Open Bug 541207 Opened 15 years ago Updated 2 years ago

Make gloda's files not be backed up by Time Machine.

Categories

(Thunderbird :: OS Integration, defect)

x86
macOS
defect

Tracking

(Not tracked)

People

(Reporter: bwinton, Unassigned)

References

(Blocks 1 open bug)

Details

(Keywords: student-project, Whiteboard: [Highly questionable: See comment #15])
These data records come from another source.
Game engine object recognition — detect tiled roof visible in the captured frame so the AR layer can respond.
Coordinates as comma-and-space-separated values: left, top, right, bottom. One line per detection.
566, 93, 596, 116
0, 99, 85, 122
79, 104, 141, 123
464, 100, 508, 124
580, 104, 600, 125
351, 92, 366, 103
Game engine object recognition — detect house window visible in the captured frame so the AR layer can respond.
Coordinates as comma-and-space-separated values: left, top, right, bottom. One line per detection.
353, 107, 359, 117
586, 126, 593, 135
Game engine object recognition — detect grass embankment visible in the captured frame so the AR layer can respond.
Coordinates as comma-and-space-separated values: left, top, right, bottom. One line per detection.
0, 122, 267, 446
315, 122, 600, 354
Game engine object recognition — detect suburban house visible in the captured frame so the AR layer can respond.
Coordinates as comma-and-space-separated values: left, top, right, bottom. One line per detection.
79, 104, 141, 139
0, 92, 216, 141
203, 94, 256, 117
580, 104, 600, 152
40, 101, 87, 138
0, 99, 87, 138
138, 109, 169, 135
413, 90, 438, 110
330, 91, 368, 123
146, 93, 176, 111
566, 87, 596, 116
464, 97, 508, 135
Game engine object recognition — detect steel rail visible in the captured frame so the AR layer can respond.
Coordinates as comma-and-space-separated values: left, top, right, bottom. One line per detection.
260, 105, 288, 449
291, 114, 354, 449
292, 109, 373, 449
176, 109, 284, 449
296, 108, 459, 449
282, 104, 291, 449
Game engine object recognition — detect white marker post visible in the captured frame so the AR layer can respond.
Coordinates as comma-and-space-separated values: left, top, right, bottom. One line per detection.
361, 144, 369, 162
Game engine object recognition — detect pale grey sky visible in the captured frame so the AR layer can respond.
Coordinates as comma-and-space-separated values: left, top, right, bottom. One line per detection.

Apparently you can just set something, somewhere, so I'll do a little investigation, and hopefully come up with something nice.

(Unless someone else wants to grab it, in which case I'll happily give it over to them.)

Later,
Blake.
Assignee: bwinton → nobody
Component: Search → OS Integration
QA Contact: search → os-integration
Looks like there's no programmatic way to do this:
http://support.apple.com/kb/ht1427 (search for "exclude")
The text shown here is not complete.